The Pennsylvania House and Senate last week passed resolutions recognizing music therapy as a “valid therapeutic service,” which were very welcome to the state’s 400 board-certified music therapists, who serve about 41,000 state residents each year.
Music therapists have at least a bachelor’s degree with extensive coursework in both music and psychology. They work in medical facilities, schools and in private practice. Music therapists may co-treat with physical therapists, occupational therapists, speech therapists or work on their own.
Dr. Nicole Hahna, assistant professor at Slippery Rock, said music therapy can be used with diagnoses such as Alzheimer’s, autism spectrum disorders, learning disabilities, speech and language problems, and motor difficulties. The therapist assesses the patient’s needs and musical preferences before developing a treatment plan.
“We might use the guitar, play one of their preferred songs and slowly increase the tempo of that song, which is going to slowly increase their gait, or their walking, so without us asking them to walk faster," Hahna said. "We’re able to help motivate them to do so.”
Hahna said music therapy is not for everyone but is very helpful to some patients.
“When we sing, we use a different part of the brain than when we’re speaking," she said. "A client is often able to sing when they’re not able to speak, so the music therapist will work with the client and help them sing and then eventually move from singing to chanting and from chanting to speaking.”
Hahna said music as healing is nothing new — every culture and age group uses music, but its clinical application began in 1950.

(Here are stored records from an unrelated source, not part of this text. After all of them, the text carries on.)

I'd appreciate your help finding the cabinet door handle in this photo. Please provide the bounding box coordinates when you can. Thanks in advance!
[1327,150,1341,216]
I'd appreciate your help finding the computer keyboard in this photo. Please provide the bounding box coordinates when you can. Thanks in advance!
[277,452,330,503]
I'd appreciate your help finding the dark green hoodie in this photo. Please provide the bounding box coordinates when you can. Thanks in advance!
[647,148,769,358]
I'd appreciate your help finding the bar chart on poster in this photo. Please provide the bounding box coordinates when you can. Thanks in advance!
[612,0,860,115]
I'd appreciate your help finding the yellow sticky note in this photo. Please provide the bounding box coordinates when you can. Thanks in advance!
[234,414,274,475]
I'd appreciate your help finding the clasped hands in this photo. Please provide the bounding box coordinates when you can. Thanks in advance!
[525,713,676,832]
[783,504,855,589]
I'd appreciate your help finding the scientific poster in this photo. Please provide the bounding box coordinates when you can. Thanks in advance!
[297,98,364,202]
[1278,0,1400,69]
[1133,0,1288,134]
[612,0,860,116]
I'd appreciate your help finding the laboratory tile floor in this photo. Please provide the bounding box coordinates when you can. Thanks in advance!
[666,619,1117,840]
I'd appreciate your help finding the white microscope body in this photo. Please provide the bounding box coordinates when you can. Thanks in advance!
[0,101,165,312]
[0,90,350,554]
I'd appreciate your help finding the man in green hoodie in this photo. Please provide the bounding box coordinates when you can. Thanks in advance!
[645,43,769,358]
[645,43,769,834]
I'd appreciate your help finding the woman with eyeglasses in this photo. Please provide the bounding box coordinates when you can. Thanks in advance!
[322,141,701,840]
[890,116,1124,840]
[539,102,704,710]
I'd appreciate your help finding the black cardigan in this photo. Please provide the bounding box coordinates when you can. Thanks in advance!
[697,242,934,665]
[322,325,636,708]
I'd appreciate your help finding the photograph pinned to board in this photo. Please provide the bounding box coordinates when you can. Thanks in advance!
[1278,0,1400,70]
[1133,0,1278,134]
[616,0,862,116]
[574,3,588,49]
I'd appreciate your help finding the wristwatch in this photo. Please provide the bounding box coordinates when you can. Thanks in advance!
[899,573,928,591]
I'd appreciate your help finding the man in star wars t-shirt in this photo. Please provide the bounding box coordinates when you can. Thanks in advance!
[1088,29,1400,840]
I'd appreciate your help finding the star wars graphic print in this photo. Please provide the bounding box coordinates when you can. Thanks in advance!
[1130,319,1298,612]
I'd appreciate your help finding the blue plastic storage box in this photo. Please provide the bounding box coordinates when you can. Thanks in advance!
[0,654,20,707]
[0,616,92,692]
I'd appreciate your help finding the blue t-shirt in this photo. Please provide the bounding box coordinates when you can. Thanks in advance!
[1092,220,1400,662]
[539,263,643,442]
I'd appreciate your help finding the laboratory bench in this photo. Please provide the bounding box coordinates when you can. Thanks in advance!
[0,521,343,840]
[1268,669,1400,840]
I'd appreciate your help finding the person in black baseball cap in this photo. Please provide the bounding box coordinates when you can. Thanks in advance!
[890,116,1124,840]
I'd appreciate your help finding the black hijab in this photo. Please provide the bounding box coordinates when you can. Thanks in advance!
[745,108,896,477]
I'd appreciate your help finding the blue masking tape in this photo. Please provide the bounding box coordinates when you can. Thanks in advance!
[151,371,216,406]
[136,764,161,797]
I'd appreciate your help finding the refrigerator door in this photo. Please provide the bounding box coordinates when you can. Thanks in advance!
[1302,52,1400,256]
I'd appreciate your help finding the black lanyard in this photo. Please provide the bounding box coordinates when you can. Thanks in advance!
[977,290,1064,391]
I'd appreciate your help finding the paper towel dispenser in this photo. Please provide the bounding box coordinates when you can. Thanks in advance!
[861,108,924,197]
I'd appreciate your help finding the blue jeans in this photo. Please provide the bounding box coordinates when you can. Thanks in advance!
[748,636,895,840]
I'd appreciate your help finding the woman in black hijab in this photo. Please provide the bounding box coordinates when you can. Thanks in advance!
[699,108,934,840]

“Oftentimes, the client receiving therapy doesn’t realize that they’re working on a goal," she said. "You might yourself work out or go on a treadmill or go for a walk — if you do that without music, you might sort of be looking at your watch all the time, like, 'Wow, this is taking a long time!' Whereas, if you put your headphones on and take a 30-minute walk, the time can sort of fly by.”
Three local universities grant degrees: Slippery Rock, Duquesne and Seton Hill. Insurance covers music therapy on a case-by-case, county-by-county basis.
Hahna said the resolutions represent the first step toward legislation to establish state licensure, hopefully for 2015.